I just read about Ralph Klein’s legacy in Alberta after 14 years as Premier and I got a little personally nostalgic.
I don’t know if I blogged about this before but shortly after Klein got into power in Alberta, somebody from the Alberta Premier’s Office called the New Brunswick Dept. of Economic Development & Tourism and because it was lunch hour in Fredericton there was no one available to take their call so the receptionist put them through to me.
I don’t remember the person’s name but he announced who he represented and said that they wanted Ralph to be like ‘Frank’ and he wanted my advice. What should Ralph do to be able to attract business to Alberta like Frank in New Brunswick. At the time Alberta was in quite an economic pickle and the age old Alberta challenge of building a non-oil & gas economic base had reared its head.
I gave my advice and said Ralph should be front and centre and be the top sales guy for the province. They should target some key sectors and yadda yadda yadda (all the stuff you read here). The gentleman thanked me and we never talked again. However, not much later, oil prices started to rise again. The oil sands started. The rest is history. Alberta under Klein had the most prosperous decade+ in history.
I still hear the occassional warning from folks in Alberta talking about ‘diversification of industry’ but with 70 years of oil & gas left, I don’t think it’s really on the agenda these days.
I have to admit it was neat to have a Premier that was well known for trying to attract business to New Brunswick. I used to travel to Toronto and have the cab driver tell me how much he admired Frank McKenna. Around 2002, I went to Toronto again and had the cab driver ask me whatever happened to Frank. Who was your Premier now?
Then last year the Quebec Minister of Economic Development said in a press conference that he wanted Quebec to be more like Frank McKenna.
It’s hard for a guy like Lord to follow McKenna. The fact that McKenna went on to be more popular post politics doesn’t help.
But I’ve always wondered why Lord didn’t steal that page from McKenna’s book. Didn’t make the economy a key focus. Didn’t ‘hustle’ for business just like Frank.
In my opinion, the good politicians are the ones that can steal the best ideas from other parties while building their own platform. Calling for a ‘made in New Brunswick’ solution to economic development in 1999 was wrong then and wrong now.

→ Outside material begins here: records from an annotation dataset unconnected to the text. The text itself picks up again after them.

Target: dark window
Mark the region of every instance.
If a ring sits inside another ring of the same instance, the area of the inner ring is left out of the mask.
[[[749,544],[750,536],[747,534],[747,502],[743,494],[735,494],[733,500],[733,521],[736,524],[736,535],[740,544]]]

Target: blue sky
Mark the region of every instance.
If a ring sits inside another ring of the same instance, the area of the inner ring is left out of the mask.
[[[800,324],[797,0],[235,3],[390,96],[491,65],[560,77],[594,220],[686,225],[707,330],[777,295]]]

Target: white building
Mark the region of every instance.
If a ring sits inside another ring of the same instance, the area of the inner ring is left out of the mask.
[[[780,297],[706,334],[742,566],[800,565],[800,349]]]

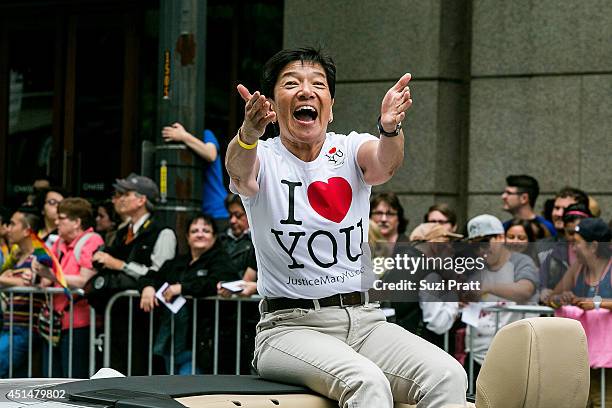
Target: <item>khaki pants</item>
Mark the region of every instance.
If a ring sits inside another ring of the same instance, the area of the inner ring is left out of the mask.
[[[263,378],[304,385],[343,408],[466,405],[463,367],[387,323],[377,304],[264,313],[253,365]]]
[[[601,368],[591,368],[589,407],[601,407]],[[612,408],[612,368],[606,368],[606,408]]]

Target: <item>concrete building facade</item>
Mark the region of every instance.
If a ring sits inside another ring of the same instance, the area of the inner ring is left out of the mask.
[[[387,184],[411,220],[448,202],[460,219],[509,218],[508,174],[565,185],[612,217],[612,2],[285,1],[284,46],[338,66],[333,131],[376,133],[386,90],[413,75],[406,160]]]

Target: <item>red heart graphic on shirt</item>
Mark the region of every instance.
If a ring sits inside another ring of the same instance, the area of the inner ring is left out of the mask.
[[[320,216],[339,223],[344,219],[353,199],[351,185],[342,177],[315,181],[308,186],[308,202]]]

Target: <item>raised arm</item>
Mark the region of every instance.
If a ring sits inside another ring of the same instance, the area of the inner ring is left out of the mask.
[[[183,125],[176,122],[172,126],[162,129],[162,137],[166,142],[182,142],[187,145],[195,154],[206,160],[213,162],[217,158],[217,146],[214,143],[204,143],[191,133],[187,132]]]
[[[266,126],[276,120],[276,113],[271,109],[270,102],[259,91],[251,95],[249,90],[238,85],[238,93],[245,101],[244,121],[227,146],[225,167],[236,187],[245,196],[253,196],[259,191],[257,172],[257,142],[264,134]]]
[[[406,117],[406,111],[412,106],[410,96],[411,75],[404,74],[391,89],[387,91],[380,107],[380,125],[386,133],[393,133],[397,125]],[[357,163],[363,171],[366,183],[370,185],[387,182],[402,165],[404,160],[404,131],[397,136],[380,134],[380,140],[364,143],[357,153]]]

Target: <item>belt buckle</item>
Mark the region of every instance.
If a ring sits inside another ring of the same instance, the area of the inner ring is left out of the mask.
[[[340,296],[340,307],[342,309],[344,309],[345,308],[345,305],[344,305],[344,293],[340,293],[339,296]]]

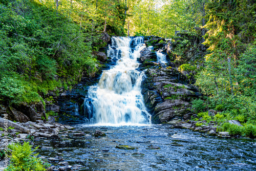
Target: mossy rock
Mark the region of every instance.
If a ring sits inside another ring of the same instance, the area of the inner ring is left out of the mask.
[[[153,145],[151,145],[147,147],[146,149],[160,149],[161,148],[159,147],[159,146],[155,146]]]
[[[122,149],[135,149],[135,148],[133,146],[131,146],[127,145],[117,145],[116,146],[116,148]]]
[[[145,156],[145,155],[144,154],[140,153],[133,153],[132,154],[132,155],[134,156]]]
[[[172,146],[184,146],[183,145],[180,144],[178,143],[177,143],[176,142],[173,142],[171,145]]]

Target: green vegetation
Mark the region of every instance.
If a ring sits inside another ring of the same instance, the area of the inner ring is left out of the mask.
[[[92,51],[106,45],[103,30],[124,35],[126,10],[117,1],[2,1],[0,103],[44,102],[49,91],[93,76]]]
[[[32,145],[29,142],[24,142],[23,145],[19,143],[12,144],[9,146],[11,150],[11,160],[5,171],[18,170],[45,170],[50,166],[48,163],[43,163],[36,158],[37,154],[33,155],[34,152],[32,149]]]
[[[184,63],[179,67],[179,70],[180,71],[193,71],[197,69],[195,66],[191,66],[189,63]]]

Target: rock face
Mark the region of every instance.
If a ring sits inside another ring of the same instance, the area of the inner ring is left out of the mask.
[[[103,32],[101,33],[101,37],[100,38],[104,42],[108,42],[110,41],[110,37],[107,32]]]
[[[143,62],[145,60],[150,60],[153,59],[154,60],[157,60],[157,55],[156,52],[150,48],[146,48],[143,49],[140,52],[140,56],[139,61]]]
[[[189,119],[189,101],[198,97],[198,89],[186,85],[185,77],[175,68],[150,68],[142,82],[146,106],[152,114],[153,123],[166,123],[174,119]]]
[[[93,51],[93,55],[96,56],[97,59],[102,62],[105,62],[108,59],[106,54],[102,52]]]
[[[22,103],[18,106],[8,106],[6,112],[8,119],[19,122],[35,122],[46,118],[46,111],[41,101],[32,104]]]

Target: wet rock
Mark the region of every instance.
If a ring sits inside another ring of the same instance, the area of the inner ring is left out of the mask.
[[[145,60],[150,60],[151,59],[156,60],[157,54],[155,51],[152,51],[150,48],[144,48],[140,52],[140,56],[139,61],[143,62]]]
[[[0,118],[0,127],[5,127],[5,121],[6,121],[6,120],[5,120],[2,118]],[[23,126],[20,125],[18,124],[14,123],[10,120],[7,120],[7,121],[8,122],[8,126],[14,127],[15,130],[19,130],[22,133],[27,133],[27,134],[30,133],[30,131],[29,129],[25,127],[23,127]]]
[[[67,161],[60,162],[58,163],[58,165],[62,165],[62,166],[68,166],[69,165],[69,163]]]
[[[20,122],[27,122],[29,120],[28,117],[14,108],[8,106],[6,108],[6,112],[8,114],[7,117],[9,120],[15,120]]]
[[[130,146],[130,145],[117,145],[116,146],[116,148],[119,148],[119,149],[135,149],[135,147]]]
[[[208,112],[208,115],[209,116],[215,116],[218,113],[217,111],[214,110],[210,109]]]
[[[145,155],[144,154],[140,153],[133,153],[132,154],[132,155],[134,156],[145,156]]]
[[[84,133],[74,133],[73,135],[75,136],[83,136],[86,134]]]
[[[219,135],[222,136],[229,136],[229,133],[228,132],[220,132],[219,133]]]
[[[44,121],[43,120],[37,120],[36,121],[36,123],[44,123]]]
[[[217,136],[217,134],[213,130],[210,130],[208,131],[207,133],[208,135],[210,136]]]
[[[179,144],[178,143],[176,142],[174,142],[171,144],[171,145],[172,146],[184,146],[182,144]]]
[[[59,160],[56,158],[50,157],[48,159],[48,161],[50,162],[56,162],[58,161]]]
[[[108,59],[108,57],[106,57],[105,53],[104,52],[93,51],[92,54],[93,55],[96,56],[97,59],[101,62],[104,62],[106,59]]]
[[[22,139],[26,139],[28,134],[19,134],[17,135],[17,137]]]
[[[75,128],[74,128],[74,127],[68,126],[68,125],[65,125],[63,126],[65,129],[68,129],[68,130],[75,130]]]
[[[62,171],[62,170],[66,170],[66,168],[65,167],[59,167],[59,168],[58,169],[60,171]]]
[[[240,122],[236,120],[230,120],[228,121],[228,122],[231,124],[239,125],[240,126],[243,126],[243,125],[241,124]]]
[[[110,37],[106,32],[103,32],[101,33],[101,37],[100,39],[105,42],[108,42],[110,41]]]
[[[93,135],[95,137],[104,137],[106,136],[106,134],[104,133],[103,132],[102,132],[99,130],[95,130],[95,132],[94,132],[94,134]]]
[[[52,111],[54,112],[58,112],[59,111],[59,106],[54,104],[47,105],[46,109],[47,111]]]
[[[185,123],[182,124],[181,126],[184,129],[188,129],[192,127],[192,124],[188,123]]]
[[[53,171],[53,168],[52,168],[52,167],[49,167],[47,168],[47,171]]]
[[[166,124],[174,124],[181,121],[180,119],[174,119],[166,123]]]
[[[71,167],[71,170],[77,170],[79,168],[82,167],[82,166],[81,165],[74,165],[73,166]]]
[[[146,148],[146,149],[160,149],[160,147],[157,146],[155,146],[153,145],[150,145],[150,146],[147,146],[147,148]]]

In 2006, we have had seven years of Lord. Seven years of unprecedented government spending. And cuts to economic development funding.
That says a lot.
At least to me.
Back to Klein.
I still think Alberta would be wise to use some of that multibillion dollar Heritage fund to support the growth of a few new economy industries – some that are already in a nascent stage in places like Calgary and Edmonton.
But that would make Alberta even stronger ecnomically and more likely to start pulling our IT and other new economy workers.
So, upon reflection, vive le oil.
Let’s hope that our politicians can figure out the importance of growing non-oil industries here.